Members of an evangelical Christian church in Milwaukie has aided refugees escaping the war in Ukraine to settle in the Portland area, including the Diachuks who are living temporarily inside a guesthouse in Lake Oswego.
The Diachuks shared the story of their escape from Ukraine and sojourn to Oregon with Pamplin Media by working through an interpreter, Vitaliy Bozhduga of Oregon City, a member of the Ukrainian Bible Church Pathway to God who immigrated to the United States a dozen years ago.
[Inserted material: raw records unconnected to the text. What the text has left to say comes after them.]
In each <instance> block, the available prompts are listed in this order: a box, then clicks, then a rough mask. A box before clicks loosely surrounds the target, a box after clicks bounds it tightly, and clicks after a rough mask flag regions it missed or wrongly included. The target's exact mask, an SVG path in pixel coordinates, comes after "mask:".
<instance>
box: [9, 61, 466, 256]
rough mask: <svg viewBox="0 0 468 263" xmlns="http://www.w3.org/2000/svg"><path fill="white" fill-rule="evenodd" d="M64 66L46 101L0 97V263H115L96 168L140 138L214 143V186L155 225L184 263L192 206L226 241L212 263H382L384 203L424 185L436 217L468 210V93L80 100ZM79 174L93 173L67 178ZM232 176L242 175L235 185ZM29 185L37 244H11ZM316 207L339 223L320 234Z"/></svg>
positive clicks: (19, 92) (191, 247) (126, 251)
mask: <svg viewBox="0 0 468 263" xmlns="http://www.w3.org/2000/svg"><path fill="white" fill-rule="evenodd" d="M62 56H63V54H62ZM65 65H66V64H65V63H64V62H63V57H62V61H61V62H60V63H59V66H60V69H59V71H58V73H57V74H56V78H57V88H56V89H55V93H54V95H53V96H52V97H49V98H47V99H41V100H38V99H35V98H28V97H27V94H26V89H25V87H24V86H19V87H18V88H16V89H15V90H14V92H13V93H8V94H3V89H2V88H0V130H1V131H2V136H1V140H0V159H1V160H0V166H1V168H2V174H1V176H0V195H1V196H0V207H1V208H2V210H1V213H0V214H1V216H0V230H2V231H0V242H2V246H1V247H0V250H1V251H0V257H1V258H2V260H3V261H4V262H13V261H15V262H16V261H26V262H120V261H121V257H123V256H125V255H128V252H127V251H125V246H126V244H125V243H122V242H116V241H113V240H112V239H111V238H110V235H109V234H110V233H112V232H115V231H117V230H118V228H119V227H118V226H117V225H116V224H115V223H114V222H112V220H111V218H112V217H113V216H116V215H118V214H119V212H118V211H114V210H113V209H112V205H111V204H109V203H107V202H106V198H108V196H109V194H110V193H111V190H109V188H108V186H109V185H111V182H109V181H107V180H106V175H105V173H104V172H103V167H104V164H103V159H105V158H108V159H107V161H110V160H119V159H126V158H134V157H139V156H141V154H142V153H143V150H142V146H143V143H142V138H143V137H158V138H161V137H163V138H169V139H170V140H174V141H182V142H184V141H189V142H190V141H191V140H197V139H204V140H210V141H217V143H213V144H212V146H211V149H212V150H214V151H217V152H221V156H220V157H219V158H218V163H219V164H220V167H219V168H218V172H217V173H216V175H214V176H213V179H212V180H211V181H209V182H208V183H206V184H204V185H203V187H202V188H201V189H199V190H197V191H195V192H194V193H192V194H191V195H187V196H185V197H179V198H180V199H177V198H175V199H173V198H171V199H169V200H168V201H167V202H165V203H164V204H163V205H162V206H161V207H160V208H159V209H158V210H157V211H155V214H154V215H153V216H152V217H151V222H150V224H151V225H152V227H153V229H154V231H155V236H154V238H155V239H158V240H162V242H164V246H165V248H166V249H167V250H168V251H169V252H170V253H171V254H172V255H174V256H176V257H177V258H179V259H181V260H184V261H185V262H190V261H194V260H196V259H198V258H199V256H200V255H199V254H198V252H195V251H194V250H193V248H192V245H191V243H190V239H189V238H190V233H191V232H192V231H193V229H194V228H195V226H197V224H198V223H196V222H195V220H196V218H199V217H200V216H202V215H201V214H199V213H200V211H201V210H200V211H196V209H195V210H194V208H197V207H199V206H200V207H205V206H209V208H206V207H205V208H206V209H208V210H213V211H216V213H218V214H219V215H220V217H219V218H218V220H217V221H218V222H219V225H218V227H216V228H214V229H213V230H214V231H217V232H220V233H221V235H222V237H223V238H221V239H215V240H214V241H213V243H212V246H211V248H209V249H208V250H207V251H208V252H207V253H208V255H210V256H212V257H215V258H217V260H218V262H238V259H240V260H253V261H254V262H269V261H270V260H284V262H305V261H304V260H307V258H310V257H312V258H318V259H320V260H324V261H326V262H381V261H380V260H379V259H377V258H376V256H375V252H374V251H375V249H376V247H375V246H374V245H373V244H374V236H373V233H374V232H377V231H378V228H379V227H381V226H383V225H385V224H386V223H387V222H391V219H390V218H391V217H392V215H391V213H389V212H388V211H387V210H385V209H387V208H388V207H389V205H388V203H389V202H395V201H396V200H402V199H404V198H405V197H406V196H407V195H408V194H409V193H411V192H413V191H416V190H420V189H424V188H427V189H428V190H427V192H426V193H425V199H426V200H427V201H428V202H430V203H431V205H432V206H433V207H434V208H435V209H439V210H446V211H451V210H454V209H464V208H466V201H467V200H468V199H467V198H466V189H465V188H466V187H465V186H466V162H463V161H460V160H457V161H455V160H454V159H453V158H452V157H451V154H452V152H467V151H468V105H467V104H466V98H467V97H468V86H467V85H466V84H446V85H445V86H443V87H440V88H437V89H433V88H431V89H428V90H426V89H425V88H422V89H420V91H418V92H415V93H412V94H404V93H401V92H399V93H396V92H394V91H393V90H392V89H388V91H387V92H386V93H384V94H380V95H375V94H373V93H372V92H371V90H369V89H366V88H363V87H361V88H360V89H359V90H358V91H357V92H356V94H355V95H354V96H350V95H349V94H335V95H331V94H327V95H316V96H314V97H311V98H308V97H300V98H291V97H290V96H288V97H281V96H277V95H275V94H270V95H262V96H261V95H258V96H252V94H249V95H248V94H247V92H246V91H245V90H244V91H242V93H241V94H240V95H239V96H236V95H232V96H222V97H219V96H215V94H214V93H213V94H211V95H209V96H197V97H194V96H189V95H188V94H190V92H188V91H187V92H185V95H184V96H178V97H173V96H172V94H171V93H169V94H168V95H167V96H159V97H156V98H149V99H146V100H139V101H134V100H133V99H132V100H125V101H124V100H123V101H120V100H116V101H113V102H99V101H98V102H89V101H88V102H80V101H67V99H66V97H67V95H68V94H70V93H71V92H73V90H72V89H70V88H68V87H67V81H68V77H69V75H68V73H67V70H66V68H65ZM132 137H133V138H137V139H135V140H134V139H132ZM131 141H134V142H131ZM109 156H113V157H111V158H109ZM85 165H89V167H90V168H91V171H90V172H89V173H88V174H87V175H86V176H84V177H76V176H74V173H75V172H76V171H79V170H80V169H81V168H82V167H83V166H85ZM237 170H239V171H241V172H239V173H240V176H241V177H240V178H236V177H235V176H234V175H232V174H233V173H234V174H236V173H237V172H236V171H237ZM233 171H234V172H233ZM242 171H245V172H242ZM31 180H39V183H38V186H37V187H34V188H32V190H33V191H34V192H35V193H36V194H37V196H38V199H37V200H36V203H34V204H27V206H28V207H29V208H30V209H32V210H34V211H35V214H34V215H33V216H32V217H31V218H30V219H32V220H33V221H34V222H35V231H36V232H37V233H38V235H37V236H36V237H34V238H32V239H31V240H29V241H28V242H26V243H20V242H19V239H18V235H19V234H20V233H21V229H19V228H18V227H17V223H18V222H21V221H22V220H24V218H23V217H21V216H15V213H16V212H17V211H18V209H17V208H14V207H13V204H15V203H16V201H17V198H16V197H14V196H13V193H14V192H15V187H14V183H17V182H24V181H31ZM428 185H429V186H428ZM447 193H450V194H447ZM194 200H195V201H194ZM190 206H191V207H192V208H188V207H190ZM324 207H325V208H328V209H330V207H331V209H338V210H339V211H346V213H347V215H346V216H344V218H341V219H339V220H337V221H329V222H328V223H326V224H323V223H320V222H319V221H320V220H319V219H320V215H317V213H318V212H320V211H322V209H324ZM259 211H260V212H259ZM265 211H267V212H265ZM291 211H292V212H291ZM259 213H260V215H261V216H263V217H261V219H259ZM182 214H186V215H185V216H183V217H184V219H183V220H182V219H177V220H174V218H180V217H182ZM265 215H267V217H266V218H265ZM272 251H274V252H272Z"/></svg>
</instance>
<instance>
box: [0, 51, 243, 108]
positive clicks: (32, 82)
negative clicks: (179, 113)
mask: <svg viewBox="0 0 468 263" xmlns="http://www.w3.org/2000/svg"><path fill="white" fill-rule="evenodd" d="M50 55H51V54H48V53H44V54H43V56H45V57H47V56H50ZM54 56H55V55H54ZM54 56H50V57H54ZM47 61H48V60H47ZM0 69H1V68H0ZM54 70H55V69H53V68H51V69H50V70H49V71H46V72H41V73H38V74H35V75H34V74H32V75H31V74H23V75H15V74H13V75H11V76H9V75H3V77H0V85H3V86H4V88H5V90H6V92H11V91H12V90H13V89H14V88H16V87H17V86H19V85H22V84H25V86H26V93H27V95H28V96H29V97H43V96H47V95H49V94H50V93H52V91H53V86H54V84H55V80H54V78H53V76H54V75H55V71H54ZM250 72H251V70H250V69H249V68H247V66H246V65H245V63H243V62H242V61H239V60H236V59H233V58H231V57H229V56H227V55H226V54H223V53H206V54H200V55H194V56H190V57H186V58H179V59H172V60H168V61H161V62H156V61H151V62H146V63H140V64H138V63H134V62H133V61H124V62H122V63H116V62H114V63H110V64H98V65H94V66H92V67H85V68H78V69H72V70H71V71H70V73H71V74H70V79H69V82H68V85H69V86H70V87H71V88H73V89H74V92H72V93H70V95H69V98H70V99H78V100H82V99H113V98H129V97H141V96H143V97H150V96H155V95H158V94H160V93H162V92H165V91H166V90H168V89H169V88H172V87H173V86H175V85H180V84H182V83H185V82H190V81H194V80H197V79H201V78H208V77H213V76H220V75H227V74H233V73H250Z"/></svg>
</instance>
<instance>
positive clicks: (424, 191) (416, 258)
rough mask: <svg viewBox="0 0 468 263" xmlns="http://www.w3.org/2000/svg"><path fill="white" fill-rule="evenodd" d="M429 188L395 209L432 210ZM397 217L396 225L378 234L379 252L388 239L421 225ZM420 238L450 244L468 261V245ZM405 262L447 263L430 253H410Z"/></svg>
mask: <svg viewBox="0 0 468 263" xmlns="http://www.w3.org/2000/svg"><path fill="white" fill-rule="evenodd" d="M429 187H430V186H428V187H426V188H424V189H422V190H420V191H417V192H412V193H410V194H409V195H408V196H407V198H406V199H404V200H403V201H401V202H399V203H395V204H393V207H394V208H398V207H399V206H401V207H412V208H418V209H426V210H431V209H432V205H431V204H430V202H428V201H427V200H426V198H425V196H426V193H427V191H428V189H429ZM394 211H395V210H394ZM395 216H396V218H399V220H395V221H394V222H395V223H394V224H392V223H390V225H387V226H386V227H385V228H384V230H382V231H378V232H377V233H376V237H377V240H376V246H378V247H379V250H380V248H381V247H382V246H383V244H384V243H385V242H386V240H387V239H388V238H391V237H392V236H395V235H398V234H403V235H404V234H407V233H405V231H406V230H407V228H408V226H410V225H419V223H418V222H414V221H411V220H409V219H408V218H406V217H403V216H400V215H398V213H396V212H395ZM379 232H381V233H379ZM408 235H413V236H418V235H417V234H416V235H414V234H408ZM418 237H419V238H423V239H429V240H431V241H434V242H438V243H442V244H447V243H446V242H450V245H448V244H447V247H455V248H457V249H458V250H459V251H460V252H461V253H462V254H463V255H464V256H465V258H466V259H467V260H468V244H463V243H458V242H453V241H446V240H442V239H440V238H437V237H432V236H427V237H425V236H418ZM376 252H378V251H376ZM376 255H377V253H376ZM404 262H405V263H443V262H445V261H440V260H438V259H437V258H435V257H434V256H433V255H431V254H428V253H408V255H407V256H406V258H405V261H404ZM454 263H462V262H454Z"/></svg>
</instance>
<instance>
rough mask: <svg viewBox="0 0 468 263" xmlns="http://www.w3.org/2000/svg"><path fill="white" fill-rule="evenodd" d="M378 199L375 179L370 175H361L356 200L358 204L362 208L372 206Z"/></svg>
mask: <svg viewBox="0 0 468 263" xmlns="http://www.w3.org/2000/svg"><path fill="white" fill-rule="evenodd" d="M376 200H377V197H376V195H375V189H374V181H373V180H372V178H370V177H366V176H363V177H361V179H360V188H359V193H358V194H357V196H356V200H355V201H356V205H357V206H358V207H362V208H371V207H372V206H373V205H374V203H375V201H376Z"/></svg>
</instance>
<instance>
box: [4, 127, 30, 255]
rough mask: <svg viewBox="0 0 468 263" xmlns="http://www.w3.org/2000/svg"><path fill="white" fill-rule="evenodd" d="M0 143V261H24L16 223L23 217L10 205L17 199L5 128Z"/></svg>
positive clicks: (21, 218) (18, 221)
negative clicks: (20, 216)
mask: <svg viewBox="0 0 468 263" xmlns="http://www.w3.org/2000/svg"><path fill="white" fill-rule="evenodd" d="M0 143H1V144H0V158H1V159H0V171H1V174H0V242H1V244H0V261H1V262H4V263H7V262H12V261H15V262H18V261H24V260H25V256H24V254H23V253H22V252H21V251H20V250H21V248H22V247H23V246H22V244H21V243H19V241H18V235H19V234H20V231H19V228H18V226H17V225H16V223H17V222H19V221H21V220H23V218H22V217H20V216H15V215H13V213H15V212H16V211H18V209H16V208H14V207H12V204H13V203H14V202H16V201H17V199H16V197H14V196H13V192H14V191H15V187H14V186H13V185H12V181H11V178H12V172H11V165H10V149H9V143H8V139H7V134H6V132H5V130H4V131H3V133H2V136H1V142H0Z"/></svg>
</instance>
To help support his wife, son, and extended family, Vitalii Diachuk was driving semitrucks in Poland when the Russians invaded his homeland Feb. 24. His presence in Poland proved a blessing as it enabled him to continue working to support his wife, Olesya, and their son, Daniel. He also escaped the order for all men in Ukraine to stay and fight when war broke out.
Olesya kept working for two months as a pharmacy technician in a village near Chernivtsi in the southwestern portion of the war-torn nation, but their separation proved hard, especially on Daniel.
When Ukrainian President Volodymyr Zelenskyy asked women and children to flee, the Diachuks made plans to reunite in Prague, a four-day journey that took Olesya and Daniel across the Romanian border and through Hungary. After reuniting in Prague, the family flew to Mexico City and then to Tijuana, where members of the Ukrainian Bible Church Pathway to God met them. Along with counterparts in Washington and California, volunteers with the Ukrainian Bible Church Pathway to God have picked up refugees in Tijuana and shepherded them to safe areas like gymnasiums to receive food, water, and clothing. They worked with the Mexican and U.S. governments to carry them across the border by school bus, where they traveled in a special lane opened for Ukrainian refugees allowed into the country with a one-year humanitarian parole status.
Although lonely and homesick, the Diachuks expressed gratitude for the help they’ve received from people they don’t even know, including their temporary home in the Lake Oswego guesthouse of Samantha Richardson. They also want to work to support themselves.
A GoFundMe page at bit.ly/3Py3SWY, designed to help Ukrainians settle in Oregon, has raised $11,000.